Abstract Interfaces

Registry

A database that holds metadata, relationships, and provenance for managed Datasets.

Many Registry implementations will consist of both a client and a server (though the server will frequently be just a database server with no additional code).

A Registry is almost always backed by a SQL database (e.g. PostgreSQL, MySQL or SQLite) that exposes a schema common to all Registries, described in the many “SQL Representation” sections of this document. As the common schema is used only for SELECT queries, concrete Registries can implement it as set of direct tables, a set of views against private tables, or any combination thereof.
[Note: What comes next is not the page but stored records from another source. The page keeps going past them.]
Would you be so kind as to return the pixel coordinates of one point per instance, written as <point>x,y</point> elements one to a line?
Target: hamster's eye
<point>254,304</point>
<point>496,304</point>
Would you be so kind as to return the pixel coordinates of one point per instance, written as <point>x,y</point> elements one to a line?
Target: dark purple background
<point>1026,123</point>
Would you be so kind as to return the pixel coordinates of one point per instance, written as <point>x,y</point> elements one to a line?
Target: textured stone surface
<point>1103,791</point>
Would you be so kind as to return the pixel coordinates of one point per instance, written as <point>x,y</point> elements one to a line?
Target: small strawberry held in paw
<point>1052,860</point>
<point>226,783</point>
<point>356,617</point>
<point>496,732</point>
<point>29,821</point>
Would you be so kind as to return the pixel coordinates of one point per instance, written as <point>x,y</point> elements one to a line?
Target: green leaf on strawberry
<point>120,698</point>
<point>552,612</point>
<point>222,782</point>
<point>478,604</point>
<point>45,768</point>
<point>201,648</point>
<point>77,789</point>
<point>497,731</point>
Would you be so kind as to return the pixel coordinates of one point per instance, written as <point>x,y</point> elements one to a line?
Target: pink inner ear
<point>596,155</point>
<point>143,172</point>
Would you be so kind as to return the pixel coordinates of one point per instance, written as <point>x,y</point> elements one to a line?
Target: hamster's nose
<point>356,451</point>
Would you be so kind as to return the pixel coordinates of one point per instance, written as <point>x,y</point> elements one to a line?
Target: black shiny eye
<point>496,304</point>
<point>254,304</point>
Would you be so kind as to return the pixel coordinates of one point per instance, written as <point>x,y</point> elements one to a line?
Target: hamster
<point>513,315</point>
In some important contexts (e.g. processing data staged to scratch space), only a small subset of the full Registry interface is needed, and we may be able to utilize a simple key-value database instead. These are called limited Registries. A limited Registry implements only a small subset of the full Registry Python interface and has no SQL interface at all, and methods that would normally accept DatasetLabel require a full DatasetRef instead. In general, limited Registries have enough functionality to support Butler.get() and Butler.put(), but no more. A limited Registry may be implented on top of a simple persistent key-value store (e.g. a YAML file) rather than a full SQL database. The operations supported by a limited Registry are indicated in the Python API section below.

Warning

It is not yet clear if limited registries will ever exist, or if we can simply always assume SQLite as the minimum.

Note

Limited registries that are used on scratch space during processing need to handle provenance and can require DatasetRefs instead of just DatasetLabels, but dumb ones used for one-off, interactive work do not need provenance and would want to use DatasetLabels. We should probably formalize the different levels of functionality required of Registries in different contexts as different Python class interfaces (with a possibly-multiple inheritance relationship).

Transition

The v14 Butler’s Mapper class contains a Registry object that is also implemented as a SQL database, but the new Registry concept differs in several important ways:

  • new Registries can hold multiple Collections, instead of being identified strictly with a single Data Repository;
  • new Registries also assume most of the responsibilities of the v14 Butler’s Mapper;
  • non-limited Registries now have a much richer set of tables, permitting many more types of queries.

Python API

class Registry
query(self, sql, parameters)

Execute an arbitrary SQL SELECT query on the Registry’s database and return the results.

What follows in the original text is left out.